A glossary of Jewish music terms

Jewish music, like all fields, has its jargon, and perhaps the start of a new year is a good time to go over some key terms. Also, I will miss the Song Leader Boot Camp this year, held on Jan. 19-20 at Temple Jeremiah in Northfield, but perhaps attendees will find this helpful:

Ba'al toke'ah: Hebrew for "master of the sound." A shofar blower.

Badchan: At a Jewish wedding, the jester/emcee who "gets the party started."

Bentch: Yiddish, "bless." Especially, to say Birkat HaMazon/Grace After Meals.
Bentch licht: light Shabbat candles.

Bulgar: A klezmer melody influenced by Bulgarian music.

Camp song: A simple, short song, taught and sung at summer camp, with a guitar.

Cantillation: The sing-song melody used when reading the Torah or other scriptures.

Cantor: Leader of the prayer service. Some cantors are ordained.

Chazan/Hazzan: Hebrew for "cantor."

Daven: Yiddish for "pray."

Duchan: To bless the entire congregation. Only Kohanim are permitted to do so.

Freylach: Yiddish for "festive." Also, a fast klezmer piece.

Geshrai: Yiddish for "shout."

HaTikvah: Hebrew for "The Hope," this is the title of Israel's national anthem.

Kavanah: Intention, intensity. When you mean it, you "have kavanah."

Kley Zemer: Hebrew for "vessel of song." A musical instrument.

Klezmer: From "kley zemer," the music of the Ashkenazic, Yiddish culture. The main instruments are the violin and clarinet.

Kumzitz: Yiddish for "come, sit!" Informal gathering, often including a sing-along.

Kvitsch: Yiddish for "sharp yelp." Can be made by a person or, say, a clarinet.

Ladino: The Hebrew-Spanish blend-language of the Sephardic Jews. It is to Sephardim what Yiddish is to Ashkenazic Jews. 

Leibedik(eh): Yiddish for "heart-like." Full of emotion.

Liturgical: Related to, or based in, prayers.

Machzor: Prayer book for Jewish holidays.
Madrich(a):  (Fe)male camp counselor.

Melamed: non-ordained Jewish-studies teacher, including bar/bat mitzvah tutor.

Melevah Malkah: Hebrew for "escorting the queen," a meal held after Shabbat, to bid farewell to the Shabbat Queen.

Mizrachi: Hebrew for "Eastern." Of Middle-Eastern origin.

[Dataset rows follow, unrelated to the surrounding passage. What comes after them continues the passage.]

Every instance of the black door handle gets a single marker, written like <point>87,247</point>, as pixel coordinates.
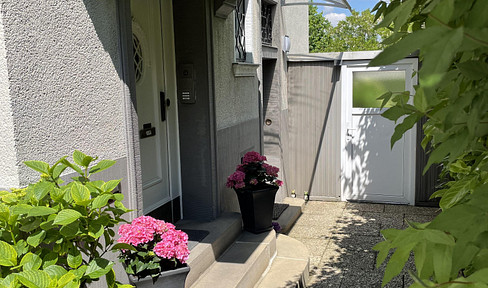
<point>162,103</point>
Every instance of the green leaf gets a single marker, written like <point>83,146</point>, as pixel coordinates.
<point>110,185</point>
<point>396,263</point>
<point>39,166</point>
<point>98,267</point>
<point>433,69</point>
<point>74,258</point>
<point>41,211</point>
<point>125,246</point>
<point>21,247</point>
<point>438,237</point>
<point>66,278</point>
<point>102,165</point>
<point>70,230</point>
<point>383,248</point>
<point>442,262</point>
<point>67,216</point>
<point>423,260</point>
<point>41,189</point>
<point>101,201</point>
<point>5,212</point>
<point>50,259</point>
<point>21,209</point>
<point>55,271</point>
<point>34,279</point>
<point>35,239</point>
<point>31,261</point>
<point>80,194</point>
<point>78,157</point>
<point>72,166</point>
<point>8,254</point>
<point>30,224</point>
<point>95,230</point>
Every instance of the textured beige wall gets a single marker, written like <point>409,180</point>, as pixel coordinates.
<point>9,173</point>
<point>64,83</point>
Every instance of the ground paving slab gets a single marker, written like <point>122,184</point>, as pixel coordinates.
<point>340,237</point>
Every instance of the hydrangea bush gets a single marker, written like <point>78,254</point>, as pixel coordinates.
<point>150,246</point>
<point>253,172</point>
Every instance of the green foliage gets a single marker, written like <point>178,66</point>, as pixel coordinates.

Niggun: Wordless, melodic, ecstatic chant sung repeatedly for meditative effect.

Nusach: Version of a prayer service, usually Ashkenazic or Sephardic.

Od ha-pa'am!:  Hebrew for "Further, an instance." In English: "One more time!" The Yiddish version is "Noch a'mol!"

Oneg Shabbat: Hebrew for "Shabbat delight." A party on Shabbat afternoon.

Ot azoy!: Yiddish for "Just like that!" In English, "You got it! Keep going!"

Piyut: Hebrew for "hymn." The composer of one is a "piyetan."

Psalm 150: The final Pslam, notable for listing instruments used in the Holy Temple

Rabbotai!: Yiddish for "Ladies and Gentlemen!" In English, "Hey, listen up!"

Ru'ach: Hebrew for "wind" and also "spirit." Enthusiasm.

Schpiel: A play, long story, or sales pitch. Purimschpiel: satirical Purim play.

Shaliach Tzibur: Hebrew for "messenger of the congregation." Cantor, often a non-ordained one or volunteer. Abbrebiated in Hebrew as "schatz."

Sheket!: Hebrew for "quiet." Used to demand attention before an announcement.

Sher: Yiddish for "shears." A klezmer dance involving scissor-kicks.

Shir: Hebrew for "song." Used to denote a modern song, as opposed to a zemer.

Shiron: Songbook or set of songsheets.

Siddur: From the Hebrew for "order" (same as "Seder"). Jewish prayerbook.

Tehilim: Psalms. King David wrote most of them, for prayers in the Holy Temple.

Trop: Note-sets used for Torah reading that give it its sing-song sound.

Zemer: Hebrew for song. Used to denote a traditional or ancient song.

Zmirot: Songs, especially those sung at the table after Shabbat meals.